You are viewing a plain text version of this content. The canonical link for it is here.
Posted to commits@arrow.apache.org by we...@apache.org on 2020/06/08 17:15:32 UTC

[arrow] branch master updated: ARROW-8799: [C++][Parquet] NestedListReader needs to handle empty item batches

This is an automated email from the ASF dual-hosted git repository.

wesm pushed a commit to branch master
in repository https://gitbox.apache.org/repos/asf/arrow.git


The following commit(s) were added to refs/heads/master by this push:
     new 5c8f215  ARROW-8799: [C++][Parquet] NestedListReader needs to handle empty item batches
5c8f215 is described below

commit 5c8f2158f7f22793c8130fe544ab9f70fa0b92c6
Author: Benjamin Kietzman <be...@gmail.com>
AuthorDate: Mon Jun 8 12:14:59 2020 -0500

    ARROW-8799: [C++][Parquet] NestedListReader needs to handle empty item batches
    
    Closes #7181 from bkietz/8799-Reading-list-column-as-ne
    
    Authored-by: Benjamin Kietzman <be...@gmail.com>
    Signed-off-by: Wes McKinney <we...@apache.org>
---
 cpp/src/parquet/arrow/arrow_reader_writer_test.cc | 24 +++++++++++++++++++++++
 cpp/src/parquet/arrow/reader.cc                   | 21 ++++++++++++++------
 2 files changed, 39 insertions(+), 6 deletions(-)

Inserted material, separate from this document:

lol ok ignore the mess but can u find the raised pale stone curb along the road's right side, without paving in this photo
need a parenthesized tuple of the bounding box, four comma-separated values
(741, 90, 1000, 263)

diff --git a/cpp/src/parquet/arrow/arrow_reader_writer_test.cc b/cpp/src/parquet/arrow/arrow_reader_writer_test.cc
index f5ebd2d..e26cf4e 100644
--- a/cpp/src/parquet/arrow/arrow_reader_writer_test.cc
+++ b/cpp/src/parquet/arrow/arrow_reader_writer_test.cc
@@ -3031,6 +3031,30 @@ TEST_P(TestArrowReadDictionary, ReadWholeFileDict) {
   CheckReadWholeFile(*ex_table);
 }
 
+TEST_P(TestArrowReadDictionary, ZeroChunksListOfDictionary) {
+  // ARROW-8799
+  properties_.set_read_dictionary(0, true);
+  dense_values_.reset();
+  auto values = std::make_shared<ChunkedArray>(::arrow::ArrayVector{},
+                                               ::arrow::list(::arrow::utf8()));
+  options.num_rows = 0;
+  options.num_row_groups = 1;
+  expected_dense_ = MakeSimpleTable(values, false);
+
+  WriteSimple();
+
+  ASSERT_OK_AND_ASSIGN(auto reader, GetReader());
+
+  std::unique_ptr<ColumnReader> column_reader;
+  ASSERT_OK_NO_THROW(reader->GetColumn(0, &column_reader));
+
+  std::shared_ptr<ChunkedArray> chunked_out;
+  ASSERT_OK(column_reader->NextBatch(1 << 15, &chunked_out));
+
+  ASSERT_EQ(chunked_out->length(), 0);
+  ASSERT_EQ(chunked_out->num_chunks(), 1);
+}
+
 TEST_P(TestArrowReadDictionary, IncrementalReads) {
   // ARROW-6895
   options.num_rows = 100;
diff --git a/cpp/src/parquet/arrow/reader.cc b/cpp/src/parquet/arrow/reader.cc
index 3096ee8..9c6cc10 100644
--- a/cpp/src/parquet/arrow/reader.cc
+++ b/cpp/src/parquet/arrow/reader.cc
@@ -489,11 +489,20 @@ class NestedListReader : public ColumnReaderImpl {
 
     RETURN_NOT_OK(item_reader_->NextBatch(records_to_read, out));
 
-    // ARROW-3762(wesm): If item reader yields a chunked array, we reject as
-    // this is not yet implemented
-    if ((*out)->num_chunks() > 1) {
-      return Status::NotImplemented(
-          "Nested data conversions not implemented for chunked array outputs");
+    std::shared_ptr<Array> item_chunk;
+    switch ((*out)->num_chunks()) {
+      case 0: {
+        ARROW_ASSIGN_OR_RAISE(item_chunk, ::arrow::MakeArrayOfNull((*out)->type(), 0));
+        break;
+      }
+      case 1:
+        item_chunk = (*out)->chunk(0);
+        break;
+      default:
+        // ARROW-3762(wesm): If item reader yields a chunked array, we reject as
+        // this is not yet implemented
+        return Status::NotImplemented(
+            "Nested data conversions not implemented for chunked array outputs");
     }
 
     const int16_t* def_levels;
@@ -502,7 +511,7 @@ class NestedListReader : public ColumnReaderImpl {
     RETURN_NOT_OK(item_reader_->GetDefLevels(&def_levels, &num_levels));
     RETURN_NOT_OK(item_reader_->GetRepLevels(&rep_levels, &num_levels));
     std::shared_ptr<Array> result;
-    RETURN_NOT_OK(ReconstructNestedList((*out)->chunk(0), field_, max_definition_level_,
+    RETURN_NOT_OK(ReconstructNestedList(item_chunk, field_, max_definition_level_,
                                         max_repetition_level_, def_levels, rep_levels,
                                         num_levels, ctx_->pool, &result));
     *out = std::make_shared<ChunkedArray>(result);